One in three licensed GPs not working in NHS general practice, BMJ study finds
Analysis links rising share of licensed GPs outside NHS general practice to burnout, funding gaps, and shifting career choices; experts call for thousands more GPs and sustained reform.

A new BMJ analysis of General Medical Council data shows that between 2015 and 2024, about one in three GPs with a license to practice in England were not working in NHS general practice. The study highlights that younger doctors are disproportionately represented among those leaving or not entering GP work, with many moving to private practices, academia, or industry. It also notes a measurable outward shift: for every five newly licensed GPs, NHS general practice lost one full-time equivalent GP each year on average during 2015–2024.
By headcount, the share of licensed GPs not working in NHS general practice rose from 27% (13,492 GPs) in 2015 to 34% (19,922) in 2024. By full-time equivalents, the share climbed from 41% (20,210 FTEs) to 52% (30,351 FTEs) over the same period. When population growth is taken into account, the number of patients per full-time equivalent GP in NHS general practice increased by about 15%. In contrast, the number of patients per full-time equivalent NHS consultant decreased by 18%, underscoring widening gaps in primary care access.
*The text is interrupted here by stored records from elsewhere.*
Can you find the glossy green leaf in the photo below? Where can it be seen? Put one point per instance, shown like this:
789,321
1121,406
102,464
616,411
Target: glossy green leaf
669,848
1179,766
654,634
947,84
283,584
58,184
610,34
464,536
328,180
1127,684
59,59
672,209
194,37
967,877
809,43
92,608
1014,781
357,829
The findings come as health chiefs face persistent concerns about access to GP services, a central tenet in NHS reforms often cited by the public as a priority. Experts say burnout, workload pressures, and funding constraints contribute to the difficulty in recruiting and retaining GPs in NHS general practice. They warn that the shift of newly qualified doctors into non-NHS roles exacerbates patient access challenges, especially as demand for GP care continues to rise.
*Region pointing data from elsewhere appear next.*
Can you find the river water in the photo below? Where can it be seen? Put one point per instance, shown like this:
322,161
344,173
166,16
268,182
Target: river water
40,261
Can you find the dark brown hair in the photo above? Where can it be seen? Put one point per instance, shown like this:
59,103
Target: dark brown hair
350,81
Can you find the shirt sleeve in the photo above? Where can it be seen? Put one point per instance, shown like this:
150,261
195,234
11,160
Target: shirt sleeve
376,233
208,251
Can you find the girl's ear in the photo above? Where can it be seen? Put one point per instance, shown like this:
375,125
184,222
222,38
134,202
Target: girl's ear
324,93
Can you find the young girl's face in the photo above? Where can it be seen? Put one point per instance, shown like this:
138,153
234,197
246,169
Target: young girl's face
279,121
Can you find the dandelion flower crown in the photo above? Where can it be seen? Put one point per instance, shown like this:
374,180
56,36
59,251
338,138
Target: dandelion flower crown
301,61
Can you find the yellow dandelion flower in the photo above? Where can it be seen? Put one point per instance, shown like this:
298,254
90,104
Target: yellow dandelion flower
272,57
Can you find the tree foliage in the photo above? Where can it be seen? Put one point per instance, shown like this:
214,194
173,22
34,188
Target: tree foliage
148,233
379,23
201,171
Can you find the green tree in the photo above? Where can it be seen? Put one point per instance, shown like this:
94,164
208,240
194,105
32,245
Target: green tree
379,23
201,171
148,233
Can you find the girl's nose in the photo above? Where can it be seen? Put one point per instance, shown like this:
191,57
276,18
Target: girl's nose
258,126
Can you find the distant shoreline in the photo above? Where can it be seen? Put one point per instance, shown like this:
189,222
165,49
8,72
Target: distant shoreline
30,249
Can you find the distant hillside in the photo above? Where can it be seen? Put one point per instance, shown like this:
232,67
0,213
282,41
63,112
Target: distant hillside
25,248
Professor Kamila Hawthorne, chair of the Royal College of General Practitioners, said the data make clear that the NHS needs thousands more GPs and a sustained effort to retain them within the NHS. “This study shows there is no doubt about it, we need thousands more GPs—and we need to see genuine efforts to keep them working in the NHS, delivering patient care,” she said. She noted that in England, a fully qualified, full-time GP now cares for hundreds more patients than a decade ago, and many practices lack the funding to expand GP roles even as patient needs grow. Hawthorne added that forthcoming reviews of the NHS Long Term Workforce Plan should address these gaps.
Katie Bramall, chair of the British Medical Association’s GP Committee, described the statistic as a “significant loss of talent and capacity” at a time when each GP already handles more than 2,000 patients. “GPs across England already deliver an unprecedented 1.42 million appointments a day, yet demand continues to grow. We simply cannot afford the brain drain and loss of potential these GPs represent,” Bramall said. She urged Government action to fund more GP roles and expand primary care capacity so more patients can access timely appointments.
The Department of Health and Social Care responded by saying it is reversing more than a decade of neglect in primary care. A spokesperson cited efforts to recruit more than 2,000 extra GPs in the past year, a record £1 billion funding boost, and investments to upgrade surgeries and reduce bureaucratic barriers so doctors can spend more time with patients. The department also noted that July 2025 recorded the highest-ever headcount of fully qualified GPs, at 38,960, alongside rising patient satisfaction with GP services. The government framed these steps as part of a broader shift to neighbourhood health services under a 10-year plan.
The study’s authors and health leaders emphasized that the trend has implications for access to care and the overall ability of the NHS to meet rising demand. They cautioned that without a more robust primary care workforce, longer waits for GP services could intensify pressure on hospitals and other parts of the health system. As policy makers weigh the next stages of the NHS Long Term Workforce Plan, the emphasis remains on expanding GP training places, improving working conditions, and ensuring sustainable funding models that keep GPs in NHS general practice while meeting patient needs.
In 2024, the number of patients per full-time equivalent GP in NHS general practice rose to a level where a typical GP tended to oversee more patients than a decade earlier, a stark contrast to the patient loads reported for NHS consultants. The divergence underscores the central challenge of primary care capacity in England’s health system and the urgency with which policymakers must address recruitment, retention, and workload issues to restore timely access to GP services for the public.